Más allá de referirse a un sinfín de triunfos de la organización —los cuales, a decir verdad, eran logros de poca monta que no se aproximaban siquiera a su idea de adueñarse del mundo— y dar una cátedra perfecta sobre cómo adoctrinar a la gente maleable, rescatando el contenido, la clase fue tan monótona como el mismo tono de voz que el docente sostenía, mientras recorría la sala mirando al piso, sin modular las palabras ni hacer un intento para que sonaran inteligibles, nada presuroso, evitando el contacto visual con los alumnos. Unos cuantos trapichearon y consiguieron abandonar el salón tras simular necesidades urinarias, contra las que el profesor no podía hacer nada al respecto. Los más educados simulaban estar abducidos por las explicaciones, mas de vez en cuando emitían unos pequeños bostezos, escondiéndose detrás de sus cuadernos para evitar ser vistos, ignorantes de que aquel hombre tenía que preocuparse demasiado por su renguera que por escrutar qué diablos hacían sus alumnos.
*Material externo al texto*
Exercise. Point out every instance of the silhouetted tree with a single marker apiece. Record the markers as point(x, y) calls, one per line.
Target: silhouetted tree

De pronto, los alumnos que se habían esfumado regresaron con prisa, como empujados por una fuerza diabólica, aquejados por el temor, se colocaban en sus respectivos pupitres, resollando con fuerza al inhalar y exhalar. El viejo fue reemplazado por su lugarteniente; un hombre mucho más larguirucho como estricto que nos fulminó apenas entró. Los colegas se despidieron con un apretón de manos, el viejo le murmuró a la oreja a su compañero unas palabras incongruentes y abandonó el salón.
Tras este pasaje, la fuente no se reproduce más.